Though it can destabilize large incumbents, disruptive innovation creates opportunities


Disruptive innovation is a term coined in 1997 by Clayton Christensen, a professor at the Harvard Business School. It describes the process whereby a new product or service finds acceptance at the fringes or bottom of a particular industry or market. In time, it becomes a viable business model that takes up a larger share of consumers until it begins to displace traditional organizations in the same market. 

Conventional innovation ideas

Large, established companies tend to approach innovation through more sophisticated products that often end up too complex or expensive for their usual consumers. Often they base these innovations on technical advances or competitor successes. Many enterprises consider 'sustaining innovation' to be introducing better versions of past successful products. By charging higher prices and targeting specific, loyal markets, they can maintain profitability. Software company Intuit, for instance, drove profits up 65% over several years by adopting such an innovative framework.

But by conforming to this practice, companies leave wide-open opportunities for 'disruptive' innovations - those that bring a radical new idea or process. Ease of use and affordability attract new customers who are not interested in learning new technologies or spending on upgrades to basically the same products.

Why disruptive innovation works

There are several reasons why established companies tend to avoid disruptive innovations. At least in the beginning, a cheaper product generally means both lower profit margins and a smaller market segment. Truly innovative products may also be inconsistent with established branding and advertising, or otherwise detract from sales of proven products. By focusing on the more lucrative, main-stream markets, they expose a share of the bottom market to new ideas and new competition.

Disruptive innovation is often driven by need and resources. Developed countries have seen their share of such innovation, but emerging countries are also finding a wide, ready marketplace for their own new ideas. With limited technical and monetary resources, their marketplaces are more reliant on disruptive concepts. Many are even engaging in reverse innovation, which involves re-engineering modern solutions to simpler, more practical processes that reflect their own technology and culture. 

Innovations change consumerism

New products and business models can have a profound impact on established practices and markets. Disruptive innovations of the past include cell phones vs land lines, discount outlets vs full-service retailers, or online learning vs physical brick-and-mortar schools. Another good example is the rising popularity of e-cigarettes vs tobacco, and related products such as e-juice that allow individual customization. There are now over 2,750,000 e-cig users in the US.


Disruptive innovations that take a share of the market can deliver growth opportunities to companies adapted to leading new trends. It can benefit both competition and consumers by providing better, cheaper products and more accessible services. It allows smaller companies and startups to compete with corporate enterprises by establishing and growing new market segments of their own. New ideas can be patented and protected as intellectual property. In many cases, big business will make lucrative deals or offer huge cash sums to incorporate these innovative startups into their own business model - or make them go away.

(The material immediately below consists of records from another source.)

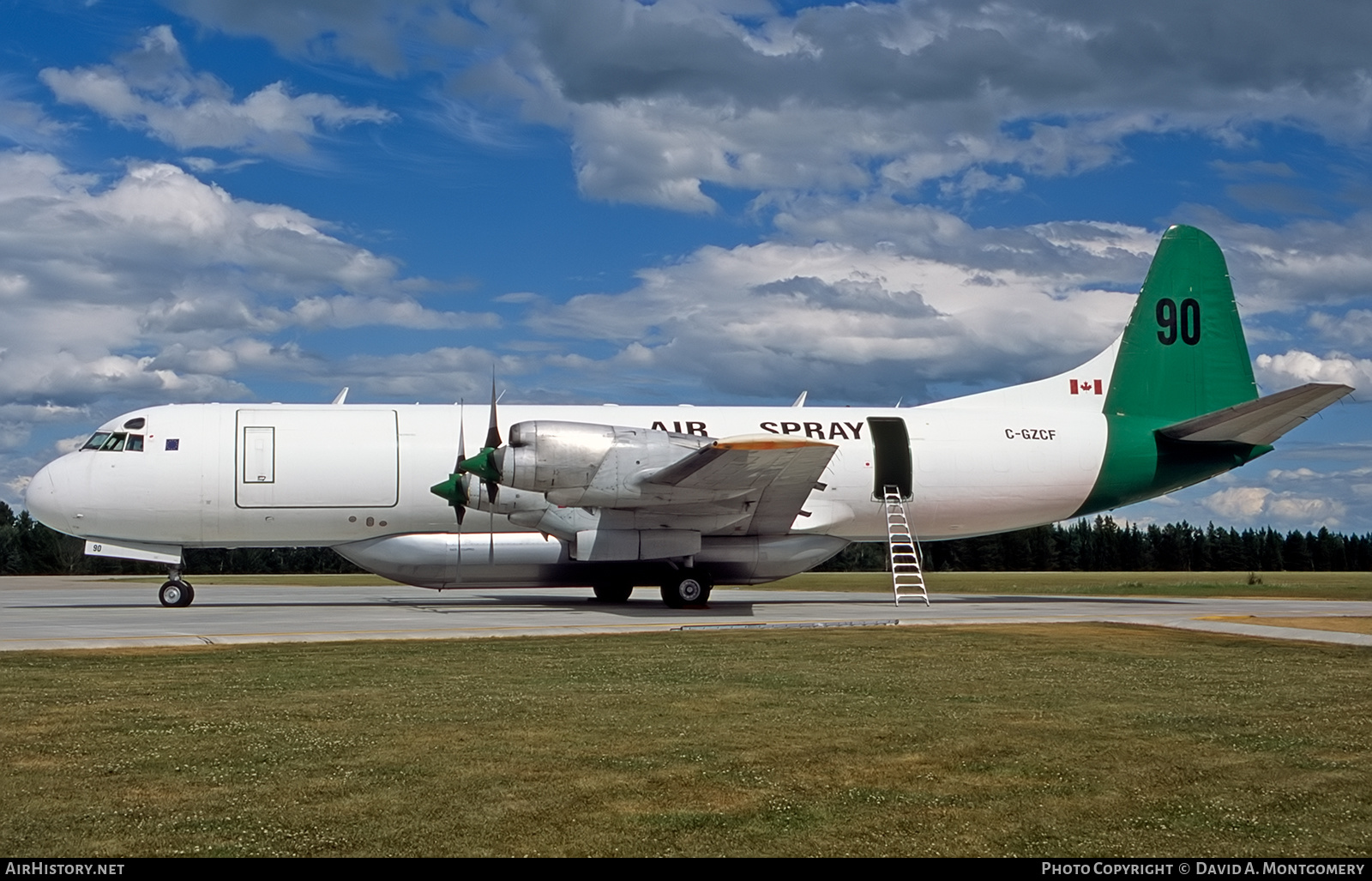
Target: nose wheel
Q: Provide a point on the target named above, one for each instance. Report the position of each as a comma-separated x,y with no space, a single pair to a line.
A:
686,588
176,593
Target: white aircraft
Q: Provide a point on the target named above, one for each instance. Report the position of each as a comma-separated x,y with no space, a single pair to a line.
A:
683,497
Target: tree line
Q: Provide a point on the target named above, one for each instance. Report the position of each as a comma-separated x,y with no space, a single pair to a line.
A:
1104,545
1099,545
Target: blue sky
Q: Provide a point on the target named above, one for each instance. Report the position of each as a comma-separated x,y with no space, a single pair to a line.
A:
688,201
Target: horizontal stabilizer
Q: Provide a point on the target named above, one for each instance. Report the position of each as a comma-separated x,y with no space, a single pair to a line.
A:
1259,421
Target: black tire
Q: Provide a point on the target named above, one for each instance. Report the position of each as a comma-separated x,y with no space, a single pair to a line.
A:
176,594
686,588
614,592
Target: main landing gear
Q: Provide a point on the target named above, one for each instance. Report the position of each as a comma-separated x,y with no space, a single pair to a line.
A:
689,586
176,593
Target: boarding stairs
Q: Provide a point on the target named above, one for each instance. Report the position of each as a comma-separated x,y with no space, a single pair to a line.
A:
907,576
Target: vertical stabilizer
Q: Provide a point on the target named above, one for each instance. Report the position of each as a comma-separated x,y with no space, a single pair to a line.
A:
1183,352
1182,356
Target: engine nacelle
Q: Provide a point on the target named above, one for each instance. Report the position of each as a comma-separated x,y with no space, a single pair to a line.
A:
587,464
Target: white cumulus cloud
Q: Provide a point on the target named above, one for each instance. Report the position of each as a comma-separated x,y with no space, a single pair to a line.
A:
154,88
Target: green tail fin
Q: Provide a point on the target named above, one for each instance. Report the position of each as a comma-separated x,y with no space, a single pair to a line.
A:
1183,352
1182,356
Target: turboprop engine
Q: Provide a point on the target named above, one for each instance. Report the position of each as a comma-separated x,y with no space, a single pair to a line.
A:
585,466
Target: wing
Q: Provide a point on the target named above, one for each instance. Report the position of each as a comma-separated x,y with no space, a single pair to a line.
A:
773,476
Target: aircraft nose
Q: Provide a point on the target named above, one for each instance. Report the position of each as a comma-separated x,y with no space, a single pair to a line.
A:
43,501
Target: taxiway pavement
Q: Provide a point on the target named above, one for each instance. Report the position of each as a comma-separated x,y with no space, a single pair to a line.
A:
91,612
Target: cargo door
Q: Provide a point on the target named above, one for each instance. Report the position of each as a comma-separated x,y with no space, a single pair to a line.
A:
317,459
891,456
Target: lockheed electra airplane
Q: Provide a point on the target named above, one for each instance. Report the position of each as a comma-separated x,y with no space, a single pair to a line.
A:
683,498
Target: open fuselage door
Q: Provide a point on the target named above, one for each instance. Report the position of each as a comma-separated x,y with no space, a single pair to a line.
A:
891,456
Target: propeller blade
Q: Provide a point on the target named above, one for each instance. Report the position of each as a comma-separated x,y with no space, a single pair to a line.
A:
461,439
454,489
493,432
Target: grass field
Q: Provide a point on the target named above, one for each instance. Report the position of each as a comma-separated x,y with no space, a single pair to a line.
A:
1047,740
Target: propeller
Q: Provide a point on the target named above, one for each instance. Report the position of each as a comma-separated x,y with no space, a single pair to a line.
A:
484,464
454,489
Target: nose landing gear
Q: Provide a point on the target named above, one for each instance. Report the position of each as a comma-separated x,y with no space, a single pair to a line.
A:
688,586
176,593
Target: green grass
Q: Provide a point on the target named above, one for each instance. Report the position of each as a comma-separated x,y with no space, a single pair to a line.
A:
1305,585
1051,740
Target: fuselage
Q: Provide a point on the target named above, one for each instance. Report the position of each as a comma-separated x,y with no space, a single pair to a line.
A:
226,475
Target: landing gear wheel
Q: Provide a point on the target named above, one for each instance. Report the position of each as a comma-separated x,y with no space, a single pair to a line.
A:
614,592
176,594
686,588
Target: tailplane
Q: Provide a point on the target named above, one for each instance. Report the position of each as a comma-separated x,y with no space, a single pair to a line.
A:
1182,402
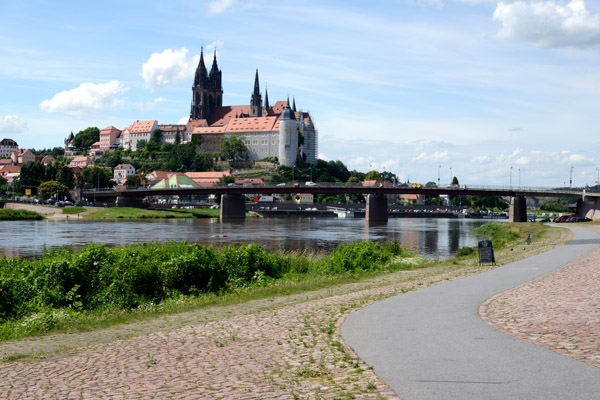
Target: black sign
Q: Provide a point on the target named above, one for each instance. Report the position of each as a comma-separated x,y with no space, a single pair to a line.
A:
486,252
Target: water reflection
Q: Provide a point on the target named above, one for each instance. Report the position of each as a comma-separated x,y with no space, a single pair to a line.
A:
434,238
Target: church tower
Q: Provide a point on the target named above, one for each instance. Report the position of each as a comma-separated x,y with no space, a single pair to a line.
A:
207,92
256,99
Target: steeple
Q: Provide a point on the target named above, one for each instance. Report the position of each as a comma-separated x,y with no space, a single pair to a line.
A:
207,92
266,99
256,99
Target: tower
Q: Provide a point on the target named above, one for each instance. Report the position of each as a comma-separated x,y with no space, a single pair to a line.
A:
256,99
288,137
207,92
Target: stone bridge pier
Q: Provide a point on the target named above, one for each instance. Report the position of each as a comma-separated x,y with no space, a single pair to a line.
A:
589,207
376,210
518,209
233,206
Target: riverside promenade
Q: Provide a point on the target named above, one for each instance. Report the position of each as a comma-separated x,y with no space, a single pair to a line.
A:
432,343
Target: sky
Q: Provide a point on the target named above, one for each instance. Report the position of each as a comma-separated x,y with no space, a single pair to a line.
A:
493,92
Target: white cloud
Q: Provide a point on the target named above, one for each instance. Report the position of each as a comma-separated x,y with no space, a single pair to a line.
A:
169,67
87,97
435,156
220,6
581,159
548,23
480,159
12,124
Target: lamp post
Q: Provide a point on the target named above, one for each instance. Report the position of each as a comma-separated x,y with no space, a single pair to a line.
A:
571,178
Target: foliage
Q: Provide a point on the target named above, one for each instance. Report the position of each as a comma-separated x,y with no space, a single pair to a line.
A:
41,293
233,148
85,138
94,177
18,215
53,189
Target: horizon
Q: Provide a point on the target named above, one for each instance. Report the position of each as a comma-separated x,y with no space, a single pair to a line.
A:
487,91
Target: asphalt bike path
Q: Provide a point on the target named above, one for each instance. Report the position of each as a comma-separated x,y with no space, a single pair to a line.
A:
431,343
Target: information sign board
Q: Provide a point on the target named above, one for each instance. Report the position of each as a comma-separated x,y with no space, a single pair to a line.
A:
486,252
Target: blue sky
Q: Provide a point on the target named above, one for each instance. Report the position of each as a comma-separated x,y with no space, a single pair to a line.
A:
490,91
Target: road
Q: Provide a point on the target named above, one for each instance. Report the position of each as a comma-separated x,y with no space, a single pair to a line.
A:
431,344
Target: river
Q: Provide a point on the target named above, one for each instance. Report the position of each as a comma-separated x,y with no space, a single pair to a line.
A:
431,237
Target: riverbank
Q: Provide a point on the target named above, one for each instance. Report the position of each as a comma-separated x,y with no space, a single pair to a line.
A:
278,347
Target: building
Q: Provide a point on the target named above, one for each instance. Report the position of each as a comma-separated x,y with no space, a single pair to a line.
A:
140,130
108,138
304,198
81,162
7,147
267,131
122,171
22,157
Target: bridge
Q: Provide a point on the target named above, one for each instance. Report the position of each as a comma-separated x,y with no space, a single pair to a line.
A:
233,196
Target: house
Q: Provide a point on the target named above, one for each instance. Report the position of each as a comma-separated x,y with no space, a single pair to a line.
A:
7,147
304,198
81,162
8,172
108,138
122,171
176,181
140,130
23,156
207,178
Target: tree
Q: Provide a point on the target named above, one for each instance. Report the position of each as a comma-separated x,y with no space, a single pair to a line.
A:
85,138
233,148
156,136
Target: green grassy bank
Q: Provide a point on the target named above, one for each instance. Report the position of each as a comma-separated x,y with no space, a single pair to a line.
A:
98,286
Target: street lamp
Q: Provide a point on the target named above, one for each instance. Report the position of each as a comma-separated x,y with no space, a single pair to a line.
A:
571,178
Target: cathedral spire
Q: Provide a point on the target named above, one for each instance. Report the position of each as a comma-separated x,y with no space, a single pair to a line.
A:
256,99
266,98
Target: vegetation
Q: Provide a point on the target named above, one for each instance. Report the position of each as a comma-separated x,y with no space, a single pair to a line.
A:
115,213
68,290
85,138
233,148
7,214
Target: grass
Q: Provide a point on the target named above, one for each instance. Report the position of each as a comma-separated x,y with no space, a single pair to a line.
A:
421,273
115,213
73,210
18,215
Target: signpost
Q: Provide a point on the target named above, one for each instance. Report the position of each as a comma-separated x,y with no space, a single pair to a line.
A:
486,252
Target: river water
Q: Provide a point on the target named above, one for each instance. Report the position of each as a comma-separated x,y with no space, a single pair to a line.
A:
431,237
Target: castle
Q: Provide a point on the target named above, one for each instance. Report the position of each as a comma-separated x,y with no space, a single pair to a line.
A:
266,130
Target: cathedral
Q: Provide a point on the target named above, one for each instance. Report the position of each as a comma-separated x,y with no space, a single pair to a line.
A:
267,130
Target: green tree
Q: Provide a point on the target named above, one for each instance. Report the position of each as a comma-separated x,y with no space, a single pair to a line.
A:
85,138
53,189
233,148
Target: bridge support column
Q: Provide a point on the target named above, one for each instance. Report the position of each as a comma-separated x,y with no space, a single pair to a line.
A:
129,201
233,206
376,208
589,208
518,209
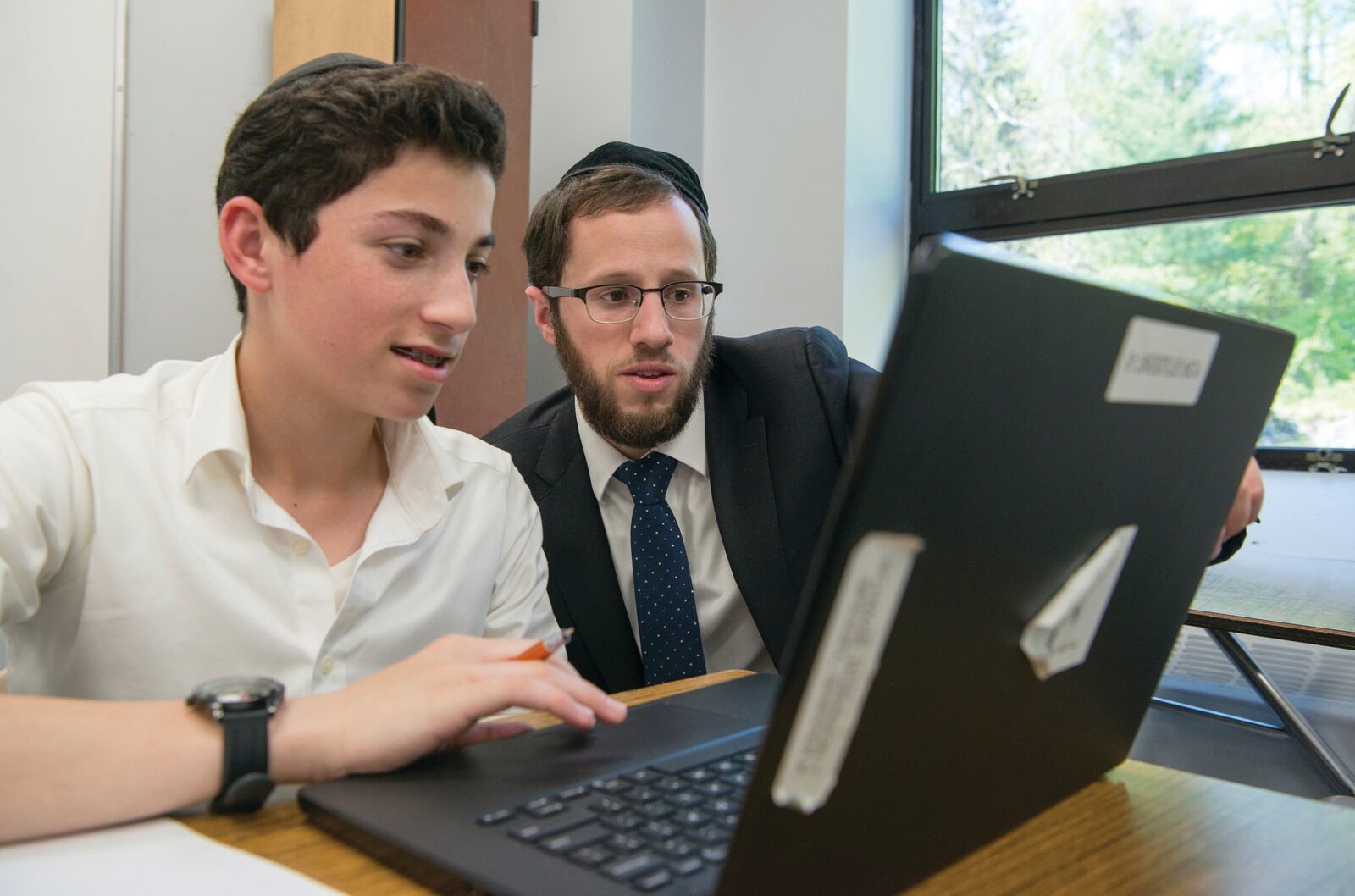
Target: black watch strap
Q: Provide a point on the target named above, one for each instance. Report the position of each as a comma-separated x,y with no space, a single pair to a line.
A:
244,776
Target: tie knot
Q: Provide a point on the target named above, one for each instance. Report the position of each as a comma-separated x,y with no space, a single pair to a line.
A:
647,478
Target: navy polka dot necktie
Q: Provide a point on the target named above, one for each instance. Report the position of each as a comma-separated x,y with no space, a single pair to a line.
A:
670,636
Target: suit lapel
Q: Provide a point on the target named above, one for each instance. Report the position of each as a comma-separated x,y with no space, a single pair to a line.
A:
583,579
745,509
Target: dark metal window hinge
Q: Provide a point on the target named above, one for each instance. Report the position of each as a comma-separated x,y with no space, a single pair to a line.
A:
1020,186
1325,462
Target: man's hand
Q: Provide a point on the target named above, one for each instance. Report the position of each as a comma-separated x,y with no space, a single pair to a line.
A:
429,702
1247,505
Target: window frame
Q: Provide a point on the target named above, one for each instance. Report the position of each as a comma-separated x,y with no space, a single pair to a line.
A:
1275,178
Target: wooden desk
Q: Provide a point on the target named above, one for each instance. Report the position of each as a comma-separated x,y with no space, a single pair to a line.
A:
1308,600
1140,830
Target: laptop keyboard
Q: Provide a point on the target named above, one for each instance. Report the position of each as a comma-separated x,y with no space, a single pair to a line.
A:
644,827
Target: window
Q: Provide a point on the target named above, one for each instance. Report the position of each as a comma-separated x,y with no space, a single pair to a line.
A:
1183,148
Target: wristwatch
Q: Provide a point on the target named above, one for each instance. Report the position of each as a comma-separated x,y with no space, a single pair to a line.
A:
243,704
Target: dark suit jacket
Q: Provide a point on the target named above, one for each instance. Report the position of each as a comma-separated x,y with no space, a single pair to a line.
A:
779,408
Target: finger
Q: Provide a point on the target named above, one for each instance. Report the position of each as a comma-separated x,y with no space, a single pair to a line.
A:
484,733
571,697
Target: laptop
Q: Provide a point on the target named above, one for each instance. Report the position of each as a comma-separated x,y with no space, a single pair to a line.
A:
1015,539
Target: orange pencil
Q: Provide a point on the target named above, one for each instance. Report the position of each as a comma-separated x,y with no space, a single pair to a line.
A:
545,647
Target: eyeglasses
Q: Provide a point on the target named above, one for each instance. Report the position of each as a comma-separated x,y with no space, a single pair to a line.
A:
618,302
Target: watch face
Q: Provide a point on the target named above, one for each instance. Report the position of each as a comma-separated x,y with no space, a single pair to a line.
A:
237,692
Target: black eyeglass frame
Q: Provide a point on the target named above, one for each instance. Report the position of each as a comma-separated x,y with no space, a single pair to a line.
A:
582,293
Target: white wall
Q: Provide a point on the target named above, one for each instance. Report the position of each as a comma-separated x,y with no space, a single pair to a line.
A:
191,69
56,176
776,115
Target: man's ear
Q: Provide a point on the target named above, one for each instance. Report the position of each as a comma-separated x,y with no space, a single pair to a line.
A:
541,313
243,232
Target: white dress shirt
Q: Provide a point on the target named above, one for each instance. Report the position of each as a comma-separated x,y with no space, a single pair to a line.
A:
728,632
139,556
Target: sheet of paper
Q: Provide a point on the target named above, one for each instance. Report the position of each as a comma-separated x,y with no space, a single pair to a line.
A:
146,858
844,668
1061,633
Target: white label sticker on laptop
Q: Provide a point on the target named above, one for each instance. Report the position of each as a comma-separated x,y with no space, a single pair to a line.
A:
1162,363
844,667
1061,633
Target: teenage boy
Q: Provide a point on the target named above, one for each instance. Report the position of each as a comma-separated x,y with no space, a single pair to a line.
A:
282,512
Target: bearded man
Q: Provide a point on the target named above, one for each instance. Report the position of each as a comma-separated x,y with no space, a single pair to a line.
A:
682,478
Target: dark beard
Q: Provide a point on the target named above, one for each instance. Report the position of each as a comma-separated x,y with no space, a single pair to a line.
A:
643,430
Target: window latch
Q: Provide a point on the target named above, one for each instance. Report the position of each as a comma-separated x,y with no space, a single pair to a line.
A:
1325,462
1020,186
1330,142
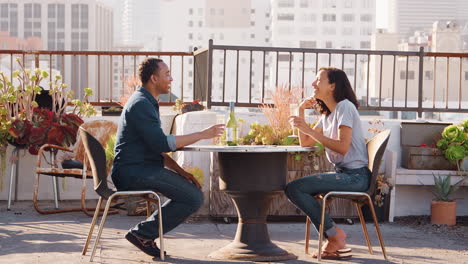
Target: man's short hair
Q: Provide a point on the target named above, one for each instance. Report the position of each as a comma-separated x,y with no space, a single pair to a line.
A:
148,67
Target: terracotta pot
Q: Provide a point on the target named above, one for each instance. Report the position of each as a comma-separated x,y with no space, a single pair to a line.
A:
443,213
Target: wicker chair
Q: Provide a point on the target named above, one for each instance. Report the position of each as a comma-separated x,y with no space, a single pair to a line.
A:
375,148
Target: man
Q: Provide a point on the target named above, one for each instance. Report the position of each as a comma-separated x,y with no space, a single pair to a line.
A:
140,158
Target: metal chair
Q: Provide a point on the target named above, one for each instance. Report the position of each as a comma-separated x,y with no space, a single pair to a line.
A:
97,159
375,148
102,129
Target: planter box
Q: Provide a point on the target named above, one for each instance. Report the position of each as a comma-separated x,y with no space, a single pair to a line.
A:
413,156
111,111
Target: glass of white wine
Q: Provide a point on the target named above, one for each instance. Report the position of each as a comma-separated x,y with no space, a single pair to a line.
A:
294,111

A company can also benefit in a number of ways through creating and sustaining a system that looks for disruptive innovation. Both employee and customer feedback can generate new ideas. Employees may have ideas on better processes or technologies that will increase efficiency; consumers can provide insights into what various markets are looking for. Adapting solutions to new insights may lead to some disruptive innovations, better employee engagement, and further revenue streams.

One of the major restrictions to capitalizing on new ideas is the establishment of regulations regarding new products or ideas. Consumer safety and privacy are always a major concern with both government and the public. While controversy can make good press, it's important to anticipate the inevitable resistance to new ideas.